Mountain Tree House
Project Description
The Mountain House was built five years prior. It is an inside-outside place. Half screened porch and outdoor courtyards, half inside house and glass walls. Set for gardening and reading, it is a weekend retreat into the vertical poplar trunks among the foothills of the Appalachian Mountains.
But now the family has grown with grandchildren and friends, and a little more space is needed for things like tractors and dogs. The new project is a concrete garage, a steel bedroom and a bamboo deck. It, too, is an inside-outside thing, but also an up-down and heavy-light thing.
The garage is for working and gardening, the storage of tools and the occasional car.
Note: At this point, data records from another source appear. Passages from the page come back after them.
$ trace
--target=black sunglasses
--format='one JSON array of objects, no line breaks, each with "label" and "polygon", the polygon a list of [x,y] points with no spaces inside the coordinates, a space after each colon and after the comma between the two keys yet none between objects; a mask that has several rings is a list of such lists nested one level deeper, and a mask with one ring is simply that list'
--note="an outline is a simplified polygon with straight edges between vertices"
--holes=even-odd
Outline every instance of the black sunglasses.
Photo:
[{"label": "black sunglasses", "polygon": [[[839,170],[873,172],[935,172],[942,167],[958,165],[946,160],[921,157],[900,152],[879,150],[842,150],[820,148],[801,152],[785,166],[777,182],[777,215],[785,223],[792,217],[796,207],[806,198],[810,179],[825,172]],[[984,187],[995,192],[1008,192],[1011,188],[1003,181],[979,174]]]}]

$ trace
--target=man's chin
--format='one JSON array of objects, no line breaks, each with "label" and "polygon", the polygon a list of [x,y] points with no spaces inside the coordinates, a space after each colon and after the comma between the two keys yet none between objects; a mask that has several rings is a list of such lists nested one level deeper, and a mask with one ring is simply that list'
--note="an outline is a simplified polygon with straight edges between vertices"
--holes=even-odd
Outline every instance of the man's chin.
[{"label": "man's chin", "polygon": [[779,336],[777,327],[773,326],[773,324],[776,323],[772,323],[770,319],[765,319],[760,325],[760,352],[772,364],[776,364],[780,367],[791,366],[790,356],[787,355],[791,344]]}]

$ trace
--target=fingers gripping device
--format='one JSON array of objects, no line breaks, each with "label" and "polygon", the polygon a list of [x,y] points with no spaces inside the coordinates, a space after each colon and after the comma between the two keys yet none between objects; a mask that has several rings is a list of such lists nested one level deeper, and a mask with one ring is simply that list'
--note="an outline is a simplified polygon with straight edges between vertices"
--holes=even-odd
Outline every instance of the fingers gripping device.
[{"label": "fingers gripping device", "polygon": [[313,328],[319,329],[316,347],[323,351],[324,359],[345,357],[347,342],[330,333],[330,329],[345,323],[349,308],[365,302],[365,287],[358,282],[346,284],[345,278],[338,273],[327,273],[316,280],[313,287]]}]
It is walled by unfinished concrete, with plain doors and long windows. The bedroom above is cantilevered over the work-yard, as open with glass walls as the garage is closed below. The little bathroom is solid, clad in steel. The walls swing wide open for outdoor showers and spring cleaning. The bamboo starts in planters on the ground and grows up through narrow slots in the deck above. The space is for sitting and viewing, in and among the fast growing canes.
The structure is wood and steel framing atop reinforced concrete walls. Deck surface and interior flooring is black slate. The ramp and handrails are self-weathering steel. Panels of the same steel, lap-jointed and welded, clad the upper room. Glass walls are either clear tempered or translucent laminated.